When the browser renders the page, it will decode and execute the injected payload.

Leading zeros

Interestingly, when using decimal or hex-style HTML encoding, you can optionally include an arbitrary number of leading zeros in the code points. Some WAFs and other input filters fail to adequately account for this.

If your payload still gets blocked after HTML encoding it, you may find that you can evade the filter just by prefixing the code points with a few zeros:

<a href="javascript&#00000000000058;alert(1)">Click me</a>

Obfuscation via unicode escaping

Unicode escape sequences consist of the prefix \u followed by the four-digit hex code for the character. For example, \u003a represents a colon. ES6 also supports a new form of unicode escape using curly braces: \u{3a}.

When parsing strings, most programming languages decode these unicode escapes. This includes the JavaScript engine used by browsers. When injecting into a string context, you can obfuscate client-side payloads using unicode, just like we did with HTML escapes in the example above.

For example, let's say you're trying to exploit DOM XSS where your input is passed to the eval() sink as a string. If your initial attempts are blocked, try escaping one of the characters as follows:

eval("\u0061lert(1)")

As this will remain encoded server-side, it may go undetected until the browser decodes it again.

Note

Inside a string, you can escape any characters like this. However, outside of a string, escaping some characters will result in a syntax error. This includes opening and closing parentheses, for example.

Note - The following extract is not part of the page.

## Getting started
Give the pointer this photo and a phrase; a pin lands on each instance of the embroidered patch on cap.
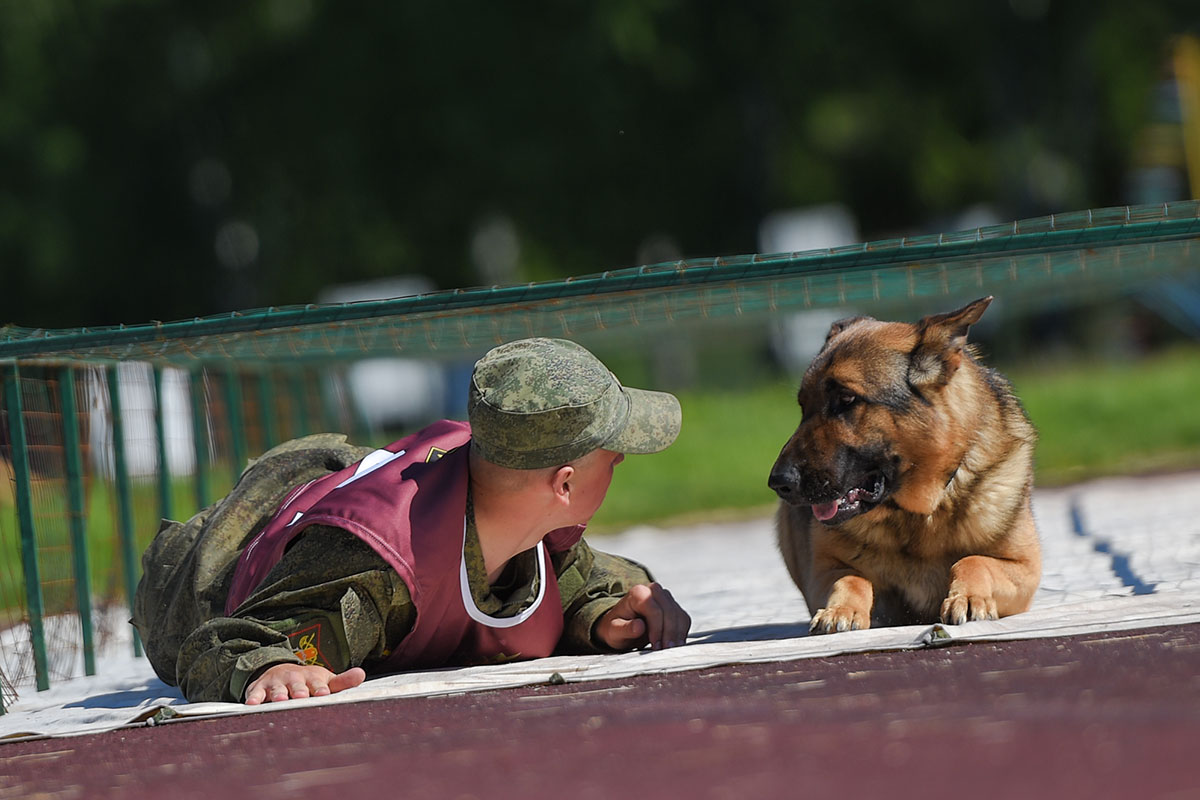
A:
(306, 645)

It's also worth noting that the ES6-style unicode escapes also allow optional leading zeros, so some WAFs may be easily fooled using the same technique we used for HTML encodings. For example:

<a href="javascript\u{0000000003a}alert(1)">Click me</a>

Obfuscation via hex escaping

Another option when injecting into a string context is to use hex escapes, which represent characters using their hexadecimal code point, prefixed with \x. For example, the lowercase letter a is represented by \x61.

Just like unicode escapes, these will be decoded client-side as long as the input is evaluated as a string:

eval("\x61lert")

Note that you can sometimes also obfuscate SQL statements in a similar manner using the prefix 0x. For example, 0x53454c454354 may be decoded to form the SELECT keyword.

Obfuscation via octal escaping

Octal escaping works in pretty much the same way as hex escaping, except that the character references use a base-8 numbering system rather than base-16. These are prefixed with a standalone backslash, meaning that the lowercase letter a is represented by \141.

eval("\141lert(1)")

Obfuscation via multiple encodings

It is important to note that you can combine encodings to hide your payloads behind multiple layers of obfuscation. Look at the javascript: URL in the following example:

<a href="javascript:&bsol;u0061lert(1)">Click me</a>

Browsers will first HTML decode &bsol;, resulting in a backslash. This has the effect of turning the otherwise arbitrary u0061 characters into the unicode escape \u0061:

<a href="javascript:\u0061lert(1)">Click me</a>

This is then decoded further to form a functioning XSS payload:

<a href="javascript:alert(1)">Click me</a>

Clearly, to successfully inject a payload in this way, you need a solid understanding of which decoding is performed on your input and in what order.

Obfuscation via the SQL CHAR() function

Although not strictly a form of encoding, in some cases, you may be able to obfuscate your SQL injection attacks using the CHAR()function. This accepts a single decimal or hex code point and returns the matching character. Hex codes must be prefixed with 0x. For example, both CHAR(83) and CHAR(0x53) return the capital letter S.

By concatenating the returned values, you can use this approach to obfuscate blocked keywords. For example, even if SELECT is blacklisted, the following injection initially appears harmless:

CHAR(83)+CHAR(69)+CHAR(76)+CHAR(69)+CHAR(67)+CHAR(84)

However, when this is processed as SQL by the application, it will dynamically construct the SELECT keyword and execute the injected query.